First, the user-facing changes:

  • Cascades are now dynamic, users are no longer locked to 4 for cockpits / main scene. More or less can be used as appropriate
  • The smoothing applied to each cascade is now table-configurable
  • VSM is replaced by PCSS, resulting in fewer light leakage and halo artifacts
  • The shadow cascades can now share data, which notably results in the player ship casting a shadow onto both the cockpit and the main scene now, as well as the main scene casting a shadow onto the player cockpit (and show ship, given the correct table settings).
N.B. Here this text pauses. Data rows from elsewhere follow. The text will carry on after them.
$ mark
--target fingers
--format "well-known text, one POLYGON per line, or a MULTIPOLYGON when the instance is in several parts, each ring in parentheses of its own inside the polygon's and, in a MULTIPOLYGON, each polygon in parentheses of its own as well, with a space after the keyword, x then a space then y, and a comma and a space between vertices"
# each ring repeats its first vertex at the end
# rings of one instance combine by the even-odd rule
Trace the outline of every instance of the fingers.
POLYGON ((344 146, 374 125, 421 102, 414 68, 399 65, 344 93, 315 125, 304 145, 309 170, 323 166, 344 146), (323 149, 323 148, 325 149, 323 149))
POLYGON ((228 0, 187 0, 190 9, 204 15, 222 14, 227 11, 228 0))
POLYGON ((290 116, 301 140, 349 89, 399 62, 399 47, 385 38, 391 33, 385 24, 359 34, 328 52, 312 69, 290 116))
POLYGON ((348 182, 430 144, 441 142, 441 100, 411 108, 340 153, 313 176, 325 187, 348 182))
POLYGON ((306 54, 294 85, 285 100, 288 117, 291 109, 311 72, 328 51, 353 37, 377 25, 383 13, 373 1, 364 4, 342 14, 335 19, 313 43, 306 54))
Then the performance enhancements (with reference to the points in #7499):

  • Change to PCSS, letting the hardware do the sampling (point 4)
  • Accordingly also keeping shadow maps only in Depth24 rather than RGBA32 + Depth32, reducing memory from 1.3GB to 400MB at top resolution, as well as reducing bandwidth even further since we only write once per frame rather than twice (point 6 and 7, this and the last bullet point likely gain most of the performance from my testing)
  • Rendering shadow maps without geometry shaders (point 1)
  • Rendering shadows in their own, slim, non-side-effecty render-pass with maximum batching (point 2, 12)
  • Separate shadow shaders with less UBO overhead (point 15)
  • Cockpit cascades are rendered alongside main cascades in a single pass (point 5)

This results in an overall good speedup, as such, closes #7499. Note that on my machine, shadows are rarely the bottleneck cause my GPU is fairly overkill, especially in the physics-heavy scenes where the framerate drops low. Benchmark is Icarus:
Icarus Benchmark
I've had informal tests from @wookieejedi on FotG (which benefits doubly due to the second large buffer clear for the cockpit shadow pass being optimized out entirely), with reports of the framerate effectively doubling from low 30's to consistently over 60.

Backend-wise, this PR also has some cleanup and fixes.

  • Shadow generation now has its own shader and render pipeline, disentangling two render paths that are almost completely divergent except for both rendering models.
  • At the same time, 3D-batched rendering is now abstracted into a common batching class, should we ever need it somewhere else as well.
  • OpenGL buffer binding logic was slightly incorrect. Until now that wasn't an issue, but with specific usage as needed in this PR, this would cause trouble.

@BMagnu BMagnu added enhancement A new feature or upgrade of an existing feature to add additional functionality. cleanup A modification or rewrite of code to make it more understandable or easier to maintain. graphics A feature or issue related to graphics (2d and 3d) opengl Features and Issues related to OpenGL Waiting for Stable Marks a pull request that is to be merged after the next stable release, due to a release cycle labels Jun 16, 2026
@SamuelCho

Copy link
Copy Markdown
Contributor

Nice job, I like what I'm seeing for the most part. But I don't know if I like having two separate model drawing pipelines. It seems like a potential point of divergence if modifications get added to the color model drawing functions but isn't reflected in the shadow pass or vice versa. Seems like a potential maintenance hazard. Virtually all engines I worked on share the same model drawing path with color and shadows so I don't see why we need to do it here.

Everything else seems good. One recommendation is to randomly rotate the Poisson disc per fragment to get even better PCSS results.

@BMagnu

BMagnu commented Jun 17, 2026

Copy link
Copy Markdown
Member Author

The reason I did this was cause the old combined pipeline was a stateful mess, with 90% of the main pipeline not relevant to shadows.
It might be feasible to use the same pass, but that certainly involves a lot more cleanup, and ideally a full refactor of how shadow-gen statefulness is handled, and a different dispatch for renderqueue since we really don't want the full material info in the shadowgen shader to benefit from proper batching.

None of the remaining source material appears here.